Review by Judith Robinson
Soulpepper’s production of 39 Steps – Patrick Barlow’s 2005 adaptation of John Buchan’s 1915 novel – is fun, frolicking and witty. While the tension, passion and intrigue of Hitchcock’s 1935 film version lurks beneath the surface – this play is closer to Monty Python than a suspense movie. Fresh from his refreshing role in Incident at Vichy, the multi-talented Kawa Ada took the lead role of Richard Hannay – an innocent man plunged into the London underworld – after a mysterious woman was murdered in his flat. Like Alice in Wonderland, or Dorothy in Oz, he was forced into an unfamiliar terrain where he encountered weirdos wherever he went.
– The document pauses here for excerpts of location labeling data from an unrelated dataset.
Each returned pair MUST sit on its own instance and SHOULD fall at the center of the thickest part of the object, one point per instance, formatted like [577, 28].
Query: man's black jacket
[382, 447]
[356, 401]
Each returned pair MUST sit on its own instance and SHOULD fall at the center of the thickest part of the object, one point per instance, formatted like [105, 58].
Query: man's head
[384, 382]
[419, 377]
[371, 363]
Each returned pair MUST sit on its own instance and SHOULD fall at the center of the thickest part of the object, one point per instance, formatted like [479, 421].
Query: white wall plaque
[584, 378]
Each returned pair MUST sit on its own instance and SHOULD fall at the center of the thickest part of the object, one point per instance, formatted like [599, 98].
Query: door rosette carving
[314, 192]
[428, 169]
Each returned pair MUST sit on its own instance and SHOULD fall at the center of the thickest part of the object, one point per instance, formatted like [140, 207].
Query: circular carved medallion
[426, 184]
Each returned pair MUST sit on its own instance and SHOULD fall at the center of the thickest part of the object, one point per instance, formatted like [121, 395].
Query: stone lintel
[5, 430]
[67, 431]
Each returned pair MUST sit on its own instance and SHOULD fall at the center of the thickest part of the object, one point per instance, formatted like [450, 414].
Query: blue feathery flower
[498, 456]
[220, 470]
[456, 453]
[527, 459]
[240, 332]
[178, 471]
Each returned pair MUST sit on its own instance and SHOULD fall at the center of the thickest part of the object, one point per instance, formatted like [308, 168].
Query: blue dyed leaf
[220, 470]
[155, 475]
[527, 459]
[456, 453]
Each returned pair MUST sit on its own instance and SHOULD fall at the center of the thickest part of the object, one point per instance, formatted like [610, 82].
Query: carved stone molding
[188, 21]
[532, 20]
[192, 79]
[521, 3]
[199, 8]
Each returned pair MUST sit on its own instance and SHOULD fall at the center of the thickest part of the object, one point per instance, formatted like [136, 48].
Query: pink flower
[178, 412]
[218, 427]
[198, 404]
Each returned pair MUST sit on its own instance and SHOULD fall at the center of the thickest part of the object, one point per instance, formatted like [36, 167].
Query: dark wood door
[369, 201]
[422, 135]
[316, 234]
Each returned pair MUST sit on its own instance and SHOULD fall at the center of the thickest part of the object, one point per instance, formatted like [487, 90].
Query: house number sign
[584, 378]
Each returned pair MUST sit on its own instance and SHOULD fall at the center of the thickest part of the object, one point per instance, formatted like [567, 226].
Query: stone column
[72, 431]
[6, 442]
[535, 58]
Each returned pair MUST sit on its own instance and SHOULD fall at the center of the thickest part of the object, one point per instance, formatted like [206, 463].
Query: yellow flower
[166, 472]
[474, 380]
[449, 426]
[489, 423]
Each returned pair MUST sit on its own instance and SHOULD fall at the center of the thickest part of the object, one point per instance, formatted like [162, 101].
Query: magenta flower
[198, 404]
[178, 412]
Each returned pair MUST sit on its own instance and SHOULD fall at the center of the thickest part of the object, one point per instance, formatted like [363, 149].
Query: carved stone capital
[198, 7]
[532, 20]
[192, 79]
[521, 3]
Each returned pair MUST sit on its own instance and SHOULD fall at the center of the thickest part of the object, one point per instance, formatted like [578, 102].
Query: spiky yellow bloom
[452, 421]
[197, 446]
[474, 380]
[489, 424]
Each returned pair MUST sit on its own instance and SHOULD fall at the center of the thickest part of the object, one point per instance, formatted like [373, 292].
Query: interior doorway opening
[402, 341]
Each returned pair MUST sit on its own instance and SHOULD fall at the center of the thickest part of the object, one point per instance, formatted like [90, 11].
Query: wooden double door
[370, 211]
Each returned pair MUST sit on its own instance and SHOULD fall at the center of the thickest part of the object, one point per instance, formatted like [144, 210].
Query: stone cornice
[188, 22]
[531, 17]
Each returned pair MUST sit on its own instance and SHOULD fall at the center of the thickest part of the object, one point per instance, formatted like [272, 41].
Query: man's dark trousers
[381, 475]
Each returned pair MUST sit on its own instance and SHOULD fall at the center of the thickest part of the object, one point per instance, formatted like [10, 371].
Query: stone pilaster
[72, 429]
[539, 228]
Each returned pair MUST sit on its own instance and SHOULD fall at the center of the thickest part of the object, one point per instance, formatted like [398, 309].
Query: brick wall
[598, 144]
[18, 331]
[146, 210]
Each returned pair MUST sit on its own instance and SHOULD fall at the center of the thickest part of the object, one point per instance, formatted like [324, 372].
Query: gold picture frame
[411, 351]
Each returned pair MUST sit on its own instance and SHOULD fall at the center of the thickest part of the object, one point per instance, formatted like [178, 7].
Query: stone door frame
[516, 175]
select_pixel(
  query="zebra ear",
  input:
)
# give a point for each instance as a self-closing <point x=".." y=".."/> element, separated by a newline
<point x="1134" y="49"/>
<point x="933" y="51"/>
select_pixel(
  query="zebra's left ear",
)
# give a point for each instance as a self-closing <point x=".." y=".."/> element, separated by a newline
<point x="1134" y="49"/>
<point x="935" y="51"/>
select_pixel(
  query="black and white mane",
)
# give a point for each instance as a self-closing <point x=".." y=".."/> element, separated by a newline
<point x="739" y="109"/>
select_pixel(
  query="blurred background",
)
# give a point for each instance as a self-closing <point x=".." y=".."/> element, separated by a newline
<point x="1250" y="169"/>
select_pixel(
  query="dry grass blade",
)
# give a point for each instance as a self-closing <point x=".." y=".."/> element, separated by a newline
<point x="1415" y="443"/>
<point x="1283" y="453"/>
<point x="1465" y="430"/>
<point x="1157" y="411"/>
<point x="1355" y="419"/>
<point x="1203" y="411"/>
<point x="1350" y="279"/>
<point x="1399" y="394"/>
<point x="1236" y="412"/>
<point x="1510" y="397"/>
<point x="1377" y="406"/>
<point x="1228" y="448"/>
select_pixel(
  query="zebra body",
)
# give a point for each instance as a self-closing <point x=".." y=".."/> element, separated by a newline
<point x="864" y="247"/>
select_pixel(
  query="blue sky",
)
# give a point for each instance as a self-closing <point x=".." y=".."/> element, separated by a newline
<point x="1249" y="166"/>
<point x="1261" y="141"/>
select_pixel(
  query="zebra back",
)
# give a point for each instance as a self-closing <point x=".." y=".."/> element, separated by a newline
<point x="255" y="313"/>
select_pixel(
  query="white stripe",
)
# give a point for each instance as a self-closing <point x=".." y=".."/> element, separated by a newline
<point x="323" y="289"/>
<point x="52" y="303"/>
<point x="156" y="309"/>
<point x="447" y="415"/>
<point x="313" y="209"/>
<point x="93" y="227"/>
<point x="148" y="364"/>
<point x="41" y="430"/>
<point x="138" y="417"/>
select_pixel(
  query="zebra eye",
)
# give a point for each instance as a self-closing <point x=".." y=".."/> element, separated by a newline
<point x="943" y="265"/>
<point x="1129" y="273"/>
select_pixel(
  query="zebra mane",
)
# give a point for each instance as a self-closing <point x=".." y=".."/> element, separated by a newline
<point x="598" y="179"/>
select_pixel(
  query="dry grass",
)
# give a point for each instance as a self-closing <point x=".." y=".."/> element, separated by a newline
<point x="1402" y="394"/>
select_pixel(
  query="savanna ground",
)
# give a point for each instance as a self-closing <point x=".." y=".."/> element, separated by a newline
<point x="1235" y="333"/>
Of course there were love interests. Raquel Duffy played all of them – so well it was hard to recognize that she was the one taking all the roles. In blond or black wigs – high heels and sophisticated dresses or dowdy farm clothes – she perfectly embodied each role she took on – changing her diction, body language and gestures along the way.
All the secondary roles – and there were so many – were played by two exceptionally talented actors. Anand Rajaram and Andrew Shaver changed costumes faster than a flea could jump, and their amazing transitions between characters were depth defying. Both of them nailed their respective alter egos with grace and precision – speaking with authority and conviction in their new personas as inspectors, vaudevillian entertainers, innkeepers, farmers, professors – even if their roles only lasted for two minutes.
On top of being an excellent conductor of so many rapidly changing scenes and situations, director, Ravi Jain, proved himself to be an excellent movement coach and choreographer. During an extended scene on a train – the two supporting actors, and Ada, gyrated, pitched, groped, balanced and twirled – in positions a gymnast would envy. And Duffy’s Scottish jig, while balancing an extra long pole across her shoulders – with jackets and hats balanced on both ends – must have taken lots of practice.
André du Toit’s lighting was exquisite – Ken MacKenzie’s set design – earthy and symbolic. Verne Good’s authentic sound grounded the experience. Together the three designers put the audience on the train – rocking back and forth and experiencing the urgency of Ada’s furtive flight.This production is a hilarious journey into pure British farce. Soulpepper has had to add extra performances. 39 Steps is playing at the Young Centre until August 27th.
BTW; John Buchan, a nom de plume, was really Lord Tweedsmuir, Canada’s Governor General from 1935 – 40!